I am missing something here. No scent and no actives of any type. I always thought Bach's was an eo type thing. 

Digit


----------



## Sanghama (Jul 5, 2008)

Not essential oils but a vibrational remedy.  I'm studying the Australian ones atm.......so many uses for them.

Tab, that site looks beautiful, thanks for sharing.

I love to make personal creams for my clients by including the remedies they need for about 2 weeks.  They have an effect on our physical and emotional bodies (if that makes sense).  

I started putting them into my soaps - an enthusiasm blend for the morning shower, or a relaxing blend for those that bathe at night time.  I wasn't sure how the essences would cope reacting with the lye, but my soaps still had that energy to them.  Then I made a few HP soaps, and added the essences after cooking the soap.  

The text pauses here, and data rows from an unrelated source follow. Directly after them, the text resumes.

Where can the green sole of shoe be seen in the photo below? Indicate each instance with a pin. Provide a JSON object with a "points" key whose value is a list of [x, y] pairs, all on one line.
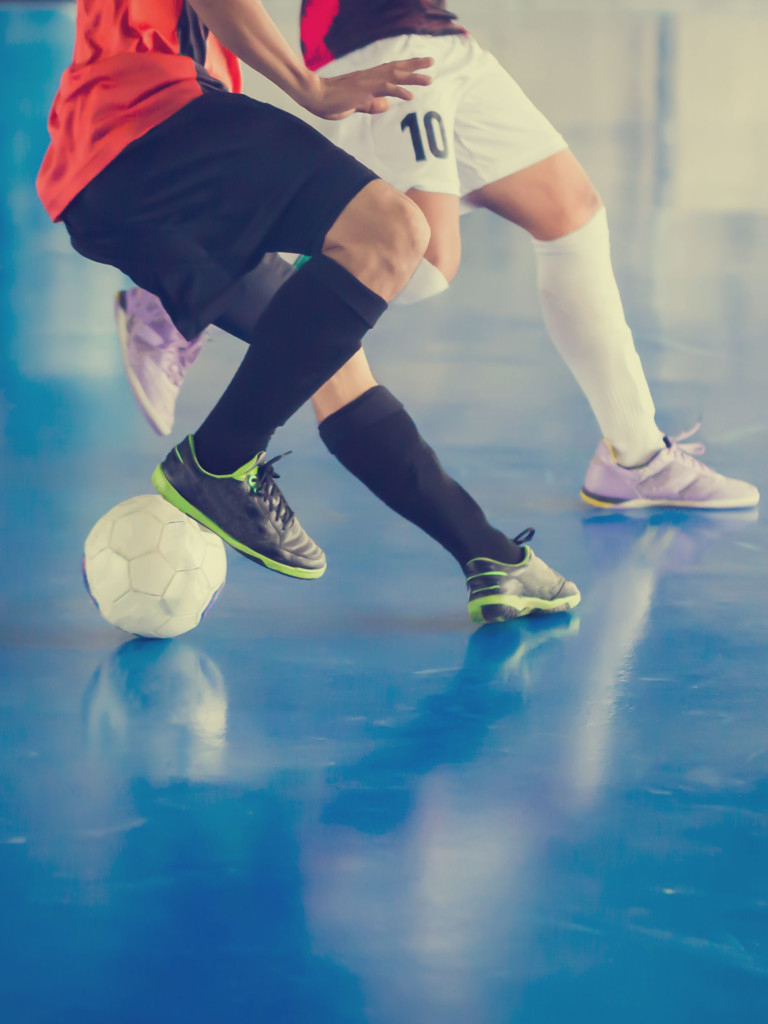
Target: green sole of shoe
{"points": [[496, 609]]}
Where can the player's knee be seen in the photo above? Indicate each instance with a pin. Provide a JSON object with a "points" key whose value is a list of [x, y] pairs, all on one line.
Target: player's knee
{"points": [[574, 210], [443, 257], [380, 238], [408, 236]]}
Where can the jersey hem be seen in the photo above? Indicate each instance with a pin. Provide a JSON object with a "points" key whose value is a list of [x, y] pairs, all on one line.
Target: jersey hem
{"points": [[56, 202]]}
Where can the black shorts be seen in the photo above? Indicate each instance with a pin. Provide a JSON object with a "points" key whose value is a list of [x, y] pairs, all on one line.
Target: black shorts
{"points": [[193, 206]]}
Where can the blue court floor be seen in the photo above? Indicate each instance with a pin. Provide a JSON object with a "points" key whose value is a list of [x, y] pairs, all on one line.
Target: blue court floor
{"points": [[336, 802]]}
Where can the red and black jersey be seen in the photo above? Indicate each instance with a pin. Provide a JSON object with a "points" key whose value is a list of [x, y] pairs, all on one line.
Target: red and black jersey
{"points": [[332, 28], [135, 64]]}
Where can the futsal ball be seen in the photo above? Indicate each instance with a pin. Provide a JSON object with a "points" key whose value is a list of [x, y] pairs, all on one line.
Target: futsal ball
{"points": [[151, 569]]}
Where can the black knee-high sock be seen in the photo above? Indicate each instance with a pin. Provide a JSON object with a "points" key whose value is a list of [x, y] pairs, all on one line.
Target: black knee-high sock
{"points": [[312, 326], [376, 439]]}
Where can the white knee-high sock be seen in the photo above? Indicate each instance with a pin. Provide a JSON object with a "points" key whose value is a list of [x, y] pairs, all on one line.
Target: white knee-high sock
{"points": [[585, 317]]}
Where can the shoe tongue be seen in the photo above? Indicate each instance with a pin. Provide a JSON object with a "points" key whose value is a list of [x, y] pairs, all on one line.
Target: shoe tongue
{"points": [[249, 467]]}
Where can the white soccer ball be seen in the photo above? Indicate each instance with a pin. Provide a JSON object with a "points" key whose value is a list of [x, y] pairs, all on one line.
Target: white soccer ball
{"points": [[151, 569]]}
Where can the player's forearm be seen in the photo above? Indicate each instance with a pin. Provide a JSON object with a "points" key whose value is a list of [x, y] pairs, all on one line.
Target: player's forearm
{"points": [[246, 29]]}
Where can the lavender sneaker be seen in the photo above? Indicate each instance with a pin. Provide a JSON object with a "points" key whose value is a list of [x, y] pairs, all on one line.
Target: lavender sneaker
{"points": [[673, 478], [155, 354]]}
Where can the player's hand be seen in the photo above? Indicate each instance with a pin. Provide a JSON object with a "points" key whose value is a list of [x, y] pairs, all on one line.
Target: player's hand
{"points": [[367, 91]]}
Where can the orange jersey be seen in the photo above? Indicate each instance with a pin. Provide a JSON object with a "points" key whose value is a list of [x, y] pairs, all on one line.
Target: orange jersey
{"points": [[135, 64]]}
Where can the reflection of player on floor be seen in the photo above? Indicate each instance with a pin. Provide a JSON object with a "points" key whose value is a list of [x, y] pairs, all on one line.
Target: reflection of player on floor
{"points": [[473, 139], [158, 168]]}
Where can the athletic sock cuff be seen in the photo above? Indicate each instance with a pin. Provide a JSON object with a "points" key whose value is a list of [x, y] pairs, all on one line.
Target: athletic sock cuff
{"points": [[373, 406], [353, 293]]}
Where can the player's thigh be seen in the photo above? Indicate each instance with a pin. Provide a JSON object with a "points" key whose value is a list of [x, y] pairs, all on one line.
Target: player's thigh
{"points": [[500, 132], [550, 200]]}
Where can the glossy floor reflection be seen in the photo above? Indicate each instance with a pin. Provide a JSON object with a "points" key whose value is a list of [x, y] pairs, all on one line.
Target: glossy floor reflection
{"points": [[334, 801]]}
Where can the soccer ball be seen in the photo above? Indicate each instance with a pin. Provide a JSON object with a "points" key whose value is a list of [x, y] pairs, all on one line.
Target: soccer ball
{"points": [[151, 569]]}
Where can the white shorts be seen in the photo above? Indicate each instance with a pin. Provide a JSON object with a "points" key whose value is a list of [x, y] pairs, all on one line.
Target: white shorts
{"points": [[472, 126]]}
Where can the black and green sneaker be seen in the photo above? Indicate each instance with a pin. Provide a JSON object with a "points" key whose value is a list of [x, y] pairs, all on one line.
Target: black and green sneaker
{"points": [[246, 509], [498, 591]]}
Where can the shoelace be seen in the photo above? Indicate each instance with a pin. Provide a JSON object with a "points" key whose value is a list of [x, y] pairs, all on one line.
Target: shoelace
{"points": [[261, 481], [687, 452]]}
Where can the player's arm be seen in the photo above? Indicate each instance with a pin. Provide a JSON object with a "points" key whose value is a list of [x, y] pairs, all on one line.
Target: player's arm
{"points": [[246, 29]]}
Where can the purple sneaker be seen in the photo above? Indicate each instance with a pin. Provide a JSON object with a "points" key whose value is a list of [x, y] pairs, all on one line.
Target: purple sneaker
{"points": [[155, 354], [673, 478]]}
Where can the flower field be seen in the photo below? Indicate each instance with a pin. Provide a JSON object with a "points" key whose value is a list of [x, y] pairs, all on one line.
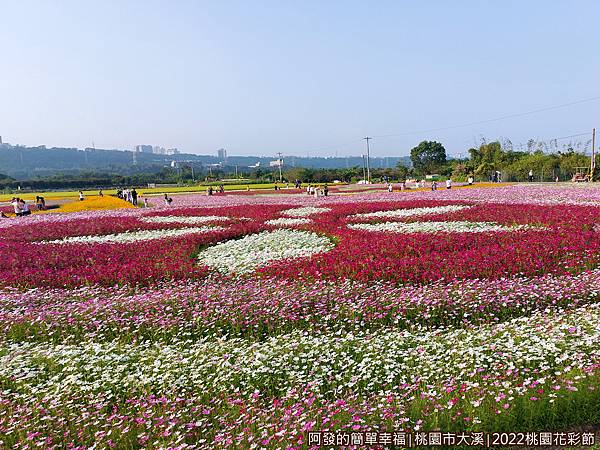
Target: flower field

Here is the Australian website http://www.ausflowers.com.au/cms/details.asp?NewsID=2


----------



## mandolyn (Jul 7, 2008)

Okaaaaaaaaaaaaaaaaaaay? Is this just water? Yea, I know, the flower's vibration, but ????? :?


----------



## Sanghama (Jul 7, 2008)

a dose bottle is made up of water with a small amount of alcohol as a preservative, and the flower essence or a blend of flower essences added to that.


----------



## mandolyn (Jul 7, 2008)

Ok. Water, alcohol, preservative & the flower's good vibes?


----------



## Sanghama (Jul 7, 2008)

Yep - water + alcohol + flowers' good vibes


----------



## IanT (Jul 7, 2008)

ive used bach herbal remedies orally before and I have to say they do help...ever try the kava kava one....thatll knock you out faster than you can close your eyelids (I had a iodine deficiency at one point that made me an insomniac lol)


----------